Da bleibt nur die Hoffnung auf Ausnahmegenehmigungen?

Gerd Kallentin: Ich bevorzuge Ausnahmearchitektur. Man darf doch von seinem Architekten erwarten, dass er für neue Anforderungen auch neue konzeptionelle Ideen entwickelt. Wenn der Bauherr unter den nun mal gesetzten Rahmenbedingungen ein „Plusenergiehaus“ von mir geplant haben möchte, muss ich die Solarflächen von den starren Bindungen an den Baukörper befreien. Plötzlich lassen sich neue Flächen und Neigungen schaffen, die trotz anfangs vielleicht „ungünstiger“ Voraussetzungen die Paneele dennoch in eine optimalere Ausrichtung zur Sonne bringen – und dem Gebäude selbst eine neue, eigene Spannung geben.

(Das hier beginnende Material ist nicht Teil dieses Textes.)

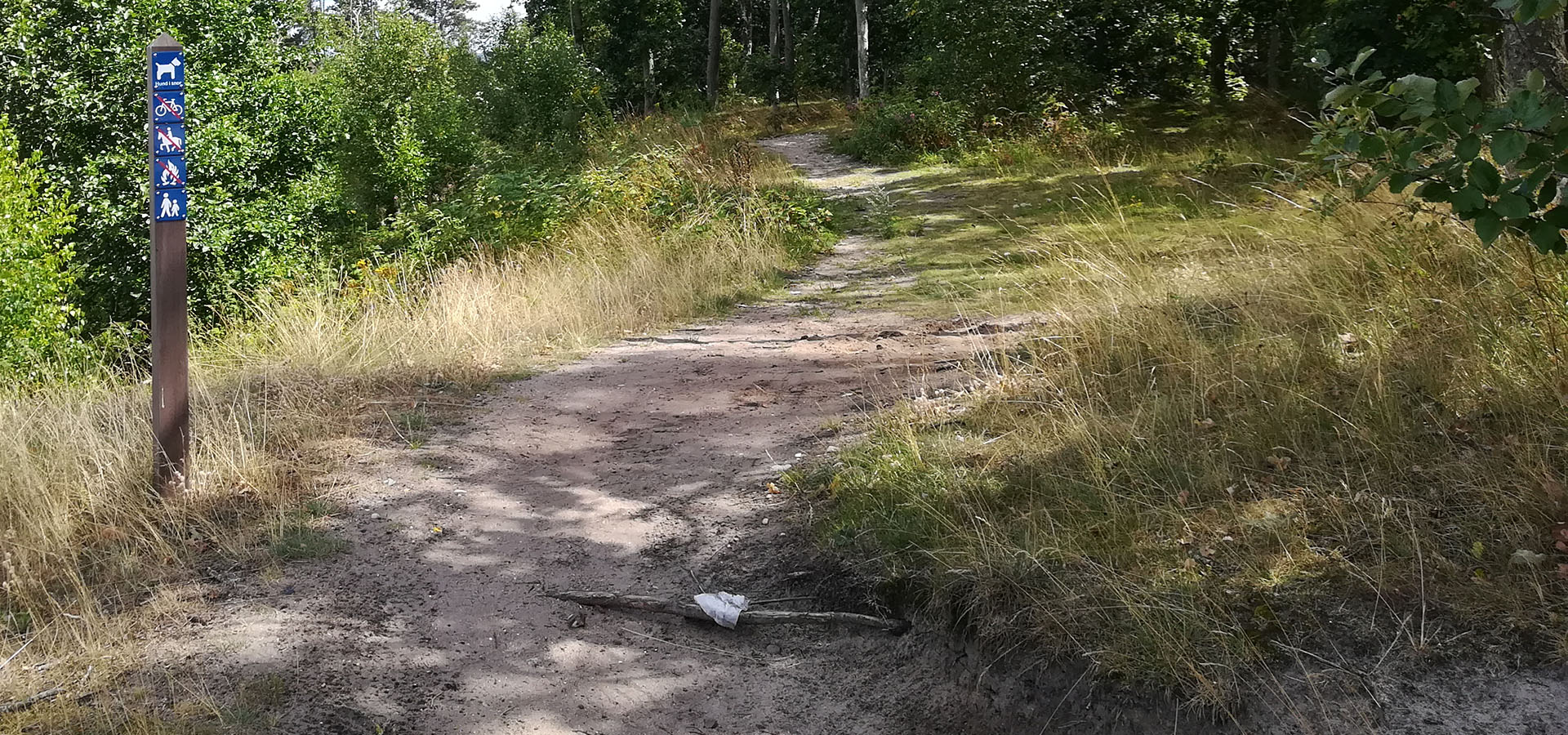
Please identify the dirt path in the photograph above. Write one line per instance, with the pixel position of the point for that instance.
(639, 469)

Ohne die Bauvorschriften zu verbiegen?

Gerd Kallentin: Vorschriften sind ja nicht der Todfeind der Kreativität, sondern auch eine immer wieder reizvolle Motivation.

Denk-Tabus zu durchbrechen scheint eine Ihrer großen Vorlieben zu sein: Statt Solarflächen ihrem Wesen nach eckig zu denken, „spielen“ Sie auch runde Formen durch. Im Ernst?

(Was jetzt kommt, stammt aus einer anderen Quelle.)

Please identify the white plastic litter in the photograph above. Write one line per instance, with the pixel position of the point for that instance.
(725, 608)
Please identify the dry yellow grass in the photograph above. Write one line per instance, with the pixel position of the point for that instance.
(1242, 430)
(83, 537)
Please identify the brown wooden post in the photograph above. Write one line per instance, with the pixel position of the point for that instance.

Gerd Kallentin: In unserer klassisch eckigen und kantigen Architekturwelt ist jede runde Form, sogar schon ein einzigen rundes Fenster, Signal von Besonderem. Warum also sollten besonders moderne Hauskonzepte nicht mit besonderen Formen auf sich aufmerksam machen? Genau genommen sind es ja auch Vielecke, die solch exklusiven Entwürfen den eleganten Schwung bringen. Wenn das Grundstück es hergibt, kann ich mir Solarelemente nicht nur auf dem Dach, sondern auch als Gartenskulpturen vorstellen. Das wäre dann wirklich außergewöhnlich.